Evaluation: a reflection in the moment #pcthe

It is the season of evaluations in universities and other institutions of the post-compulsory and lifelong learning sector.Our evaluation strategy has necessarily been informed in the literature of evaluation (Hounsell 2009) and Brookfield’s (1995) “spectacles”:

  • (auto) biography
  • learners
  • colleagues
  • the literature, theory

Dyke (2006) observes we need to do more of this. Evaluation informed by interdisciplinary social science in the critical theoretical tradition. Evaluation has to address:

  • Directions
  • Schedules
  • Impacts

Directions

  • Opportunistic

By all means have a plan, but every moment is an opportunity for reflection. Reflect in practice on the things that can be managed or which are placed in our way to be dealt with: teaching space, time, curriculum. It is best to do so mindfully.

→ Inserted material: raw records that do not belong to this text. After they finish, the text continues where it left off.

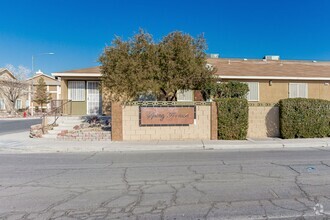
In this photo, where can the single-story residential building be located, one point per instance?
(82, 86)
(5, 105)
(269, 80)
(53, 88)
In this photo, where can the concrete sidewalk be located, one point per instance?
(21, 143)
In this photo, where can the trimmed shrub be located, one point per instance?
(304, 118)
(232, 118)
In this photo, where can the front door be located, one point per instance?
(93, 98)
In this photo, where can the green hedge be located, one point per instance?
(232, 118)
(304, 118)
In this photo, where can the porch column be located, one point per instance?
(116, 121)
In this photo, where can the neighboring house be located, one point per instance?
(269, 80)
(5, 106)
(53, 88)
(82, 87)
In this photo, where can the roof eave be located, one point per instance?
(275, 78)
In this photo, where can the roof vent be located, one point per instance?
(213, 55)
(272, 57)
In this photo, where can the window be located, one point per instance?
(18, 104)
(2, 104)
(253, 94)
(76, 90)
(298, 90)
(185, 95)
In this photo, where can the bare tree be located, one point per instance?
(13, 88)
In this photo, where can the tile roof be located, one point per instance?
(261, 68)
(95, 69)
(254, 68)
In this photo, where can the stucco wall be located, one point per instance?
(263, 122)
(279, 89)
(132, 131)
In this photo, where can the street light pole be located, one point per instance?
(32, 92)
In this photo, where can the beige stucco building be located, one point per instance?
(268, 80)
(53, 89)
(82, 87)
(272, 80)
(5, 105)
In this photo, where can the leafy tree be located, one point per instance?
(41, 96)
(128, 67)
(141, 66)
(182, 63)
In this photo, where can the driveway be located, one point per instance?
(9, 126)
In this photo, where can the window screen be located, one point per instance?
(253, 94)
(76, 90)
(184, 95)
(297, 90)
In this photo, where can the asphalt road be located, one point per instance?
(286, 184)
(8, 126)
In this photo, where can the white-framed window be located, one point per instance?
(298, 90)
(2, 104)
(18, 104)
(185, 95)
(76, 90)
(253, 94)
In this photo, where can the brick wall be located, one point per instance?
(132, 131)
(263, 122)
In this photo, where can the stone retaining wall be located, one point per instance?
(81, 135)
(131, 129)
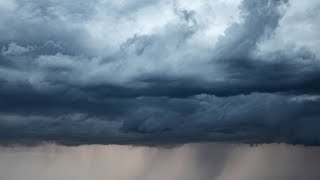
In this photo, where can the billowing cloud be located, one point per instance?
(158, 72)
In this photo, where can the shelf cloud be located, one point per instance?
(159, 72)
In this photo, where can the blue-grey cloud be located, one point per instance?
(116, 72)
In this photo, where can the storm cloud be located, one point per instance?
(159, 72)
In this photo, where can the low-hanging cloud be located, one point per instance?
(116, 72)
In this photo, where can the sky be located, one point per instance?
(159, 72)
(205, 161)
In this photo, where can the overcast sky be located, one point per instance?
(159, 71)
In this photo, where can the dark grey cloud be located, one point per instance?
(119, 73)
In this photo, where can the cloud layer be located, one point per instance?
(158, 72)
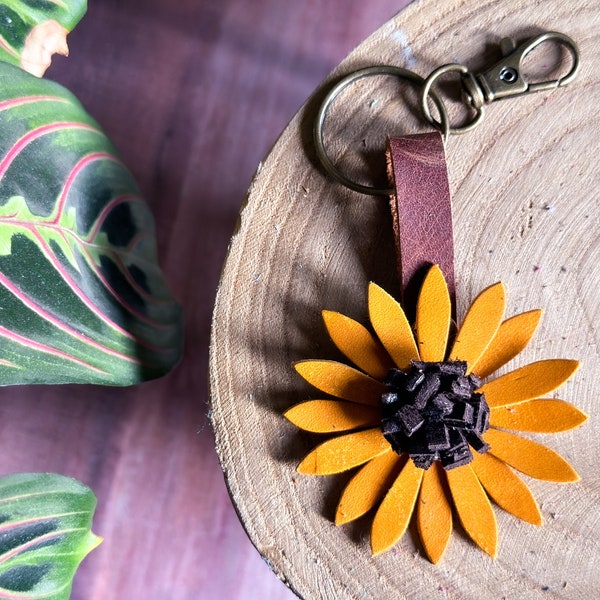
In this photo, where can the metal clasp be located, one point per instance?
(505, 78)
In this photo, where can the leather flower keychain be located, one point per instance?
(418, 410)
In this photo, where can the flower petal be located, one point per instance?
(357, 344)
(506, 488)
(344, 452)
(473, 507)
(433, 316)
(367, 487)
(392, 327)
(434, 514)
(529, 457)
(529, 382)
(393, 516)
(511, 338)
(480, 325)
(341, 381)
(545, 415)
(330, 416)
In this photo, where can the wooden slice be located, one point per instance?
(525, 205)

Every programme event or intervention is an opportunity for evaluation.

  • Purposive

Evaluation is, itself, directed towards aims, These may or may not be aligned with the aims of whatever the subject of the evaluation is. Evaluators have perspectives. They should reflect on these and be committed to openness and transparency about them. Openness, itself needs to be bounded, but the boundaries want to be quite permeable (1000 mile question). Boundaries may be necessary for creative turbulence layers. Bringing together diverse peoples to learn from one-another. How does the enterprise address equality and diversity issues? Progress, development and hierarchy may be necessary to create movement. Communities may embrace, among others: discipline, profession, locale, domestic, global. Professional practitioners in graduate occupations and/or disciplines must be current with tools and practices, methods and methodologies, grounded in knowledge, history, language, epistemology.

  • Objective oriented

Structure is provided by course intended learning outcomes or objectives. The lectures, workshops, activities and assessment strive for alignment as well as dynamic instability and points of harmony.

Schedules

  • semi-systematic and structured

Alongside an opportunistic outlook, having tools to hand helps. Start with course aims and outcomes. Use a questionnaire several times over; even if not perfect, comparisons are where the discoveries are made.

  • continuous

Ongoing, no end: hasta la lucha continua. But, there may be many review points, annual planning cycles: major and minor, etc

  • epicyclic

Course cycles, professional cycles, conference cycles, university bureaucratic cycles all run to different periods. Activity is mixed and multi-modal. Evaluation needs to be multi-purposed and reusable.

Impacts

  • emergent

Because of all the above, impacts are going to be emergent as well as planned. An evaluator would expect to see new structures emerge and to see mechanisms in place to encourage this: enquiry-based learning, action learning, learner-led curricula, user-centred design.

  • progressive

Shares in the myth of modernism and the enlightenment, that there is progress and that this is modelled and trained through a ranked education system with levels of attainment, informed by human development psychology. Facilitates learner progression as defined in the plan.

  • developmental

Do differently and better, not necessarily more (Daly 2008). Fail. Fail again, better (Beckett cited in Žižek 2009).

References
Brookfield, Stephen D. 1995. Becoming a Critically Reflective Teacher. San Francisco: Jossey-Bass Publlishers.
Dyke, Martin. 2006. “The role of the ‘Other’ in reflection, knowledge formation and action in a late modernity.” International Journal of Lifelong Education 25 (2): 105-123.
Hounsell, Dai. 2009. Evaluating courses and teaching. In A Handbook for Teaching and Learning in Higher Education: Enhancing Academic Practice, ed. Heather Fry, Steve Kettridge, and Stephanie Marshall, 198-211. 3rd ed. Routledge.
Daly, Herman. 2008. Towards a steady-state economy. In The oil drum, April 24. http://www.theoildrum.com/node/3941.
Žižek, Slavoj. 2009. In defense of lost causes. 2nd ed. London and New York: Verso.